Principles and differences of hashmap, hashtable, and concurrenthashmap

Last Update:2018-10-31 Source: Internet

Author: User

Tags concurrentmodificationexception

Developer on Alibaba Coud: Build your first app with APIs, SDKs, and tutorials on the Alibaba Cloud. Read more ＞

Hashtable

Underlying array + linked list implementation, both key and ValueCannot be null, ThreadSecurityThread security is implemented by locking the entire hashtable during data modification, which is inefficient and concurrenthashmap has been optimized.
The initial size is11, Expansion: newsize = olesize * 2 + 1
Index Calculation Method: Index = (hash & 0x7fffffff) % tab. Length

Hashmap

Underlying array + linked list implementation, availableTo store the null key and null value, ThreadInsecure
The initial size is16, Expansion: newsize = oldsize * 2, the size must be the N power of 2
Expansion targets the entire map. During each expansion, the elements in the original array re-calculate the storage location and re-insert
After an element is inserted, the system determines whether to scale up or not. It may be invalid. (If you scale up after insertion, if you do not insert the element again, the system will generate an invalid scale-up)
When the total number of elements in the map exceeds 75% of the entry array, the expansion operation is triggered. To reduce the length of the linked list, the element distribution is more even.
Index Calculation Method: Index = hash & (Tab. Length-1)

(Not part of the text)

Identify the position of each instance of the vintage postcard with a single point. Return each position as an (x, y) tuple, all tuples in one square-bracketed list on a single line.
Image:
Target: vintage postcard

The loading factor should also be considered for the initial value of hashmap:

Hash conflict: After the hash values of several keys are moduled by array size, if the hash values fall on the same Array subscript, an entry chain will be formed, to search for the key, you need to traverse each element in the entry chain and perform equals () comparison.
Load Factor: To reduce the probability of hash conflicts, the expansion is triggered when the key-value pairs in hashmap reach 75% of the array size by default. Therefore, if the estimated capacity is 100, you need to set the array size of 100/0. 75 = 134.
Space Change Time: If you want to accelerate the key search time, You can further reduce the loading Factor and increase the initial size to reduce the probability of hash conflicts.

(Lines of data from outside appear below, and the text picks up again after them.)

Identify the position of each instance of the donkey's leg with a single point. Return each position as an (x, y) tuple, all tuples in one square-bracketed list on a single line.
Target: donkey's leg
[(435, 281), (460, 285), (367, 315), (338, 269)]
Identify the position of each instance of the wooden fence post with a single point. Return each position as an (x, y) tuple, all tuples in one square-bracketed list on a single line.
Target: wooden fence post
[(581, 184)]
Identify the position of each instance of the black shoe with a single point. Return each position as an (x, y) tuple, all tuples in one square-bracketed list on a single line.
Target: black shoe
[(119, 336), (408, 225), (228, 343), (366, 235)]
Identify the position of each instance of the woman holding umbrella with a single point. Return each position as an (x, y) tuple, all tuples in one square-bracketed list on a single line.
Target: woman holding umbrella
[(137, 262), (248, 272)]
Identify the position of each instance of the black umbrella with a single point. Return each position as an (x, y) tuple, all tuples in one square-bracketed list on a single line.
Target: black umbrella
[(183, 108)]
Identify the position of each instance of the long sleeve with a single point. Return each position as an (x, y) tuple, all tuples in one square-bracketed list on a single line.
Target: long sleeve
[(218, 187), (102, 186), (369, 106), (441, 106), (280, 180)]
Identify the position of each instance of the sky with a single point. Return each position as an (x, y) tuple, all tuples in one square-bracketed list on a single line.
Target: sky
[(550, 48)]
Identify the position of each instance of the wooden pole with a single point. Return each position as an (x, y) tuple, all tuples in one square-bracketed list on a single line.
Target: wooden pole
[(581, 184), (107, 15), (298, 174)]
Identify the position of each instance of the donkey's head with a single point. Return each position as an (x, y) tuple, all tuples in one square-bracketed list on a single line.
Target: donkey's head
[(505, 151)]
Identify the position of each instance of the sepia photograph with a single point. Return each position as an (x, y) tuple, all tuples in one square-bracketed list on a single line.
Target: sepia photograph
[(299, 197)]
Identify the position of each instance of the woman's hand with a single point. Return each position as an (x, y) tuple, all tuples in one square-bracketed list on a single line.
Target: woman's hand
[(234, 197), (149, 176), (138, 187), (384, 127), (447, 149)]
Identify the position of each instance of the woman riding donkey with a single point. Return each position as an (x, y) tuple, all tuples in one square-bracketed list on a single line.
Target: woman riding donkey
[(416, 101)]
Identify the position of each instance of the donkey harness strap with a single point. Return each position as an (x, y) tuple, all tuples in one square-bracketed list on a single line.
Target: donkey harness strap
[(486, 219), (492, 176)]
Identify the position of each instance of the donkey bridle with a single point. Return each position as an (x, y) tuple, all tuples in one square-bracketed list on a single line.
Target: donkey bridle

Hashmap and hashtable both use the hash algorithm to determine the storage of their elements. Therefore, the hashmap and hashtable hash tables contain the following attributes:

Capacity: Number of buckets in the hash table
Initial Capacity: Number of buckets when a hash table is created. hashmap allows you to specify the initialization capacity in the constructor.
Size: number of records in the current hash table
Load factor: the load factor is equal to "size/capacity ". If the load factor is 0, it indicates an empty hash table, and 0.5 indicates a half-full hash table. So on. The lightweight Hash has the characteristics of less conflict and is suitable for insertion and query (but it is slow to use iterator to iterate elements)

In addition, there is a "load limit" in the hash table, and the "load limit" is a 0 ~ The "load limit" determines the maximum fill level of the hash table. When the load factor in the hash table reaches the specified "load limit", the hash table automatically doubles the capacity (number of buckets) and re-allocates the original objects, put in a new bucket, which is called rehashing.

The constructors of hashmap and hashtable allow you to specify a load limit. The default "load limit" of hashmap and hashtable is 0.75, which indicates that when 3/4 of the hash table has been filled up, rehashing occurs in the hash table.

The default value (0.75) of "load limit" is a compromise between time and space costs:

High "load limit" can reduce the memory space occupied by hash tables, but it will increase the time overhead of data query, and query is the most frequent operation (get () of hashmap () queries are required for both put () and put () methods)
Low "load limit" improves the performance of data query, but increases the memory overhead occupied by hash tables.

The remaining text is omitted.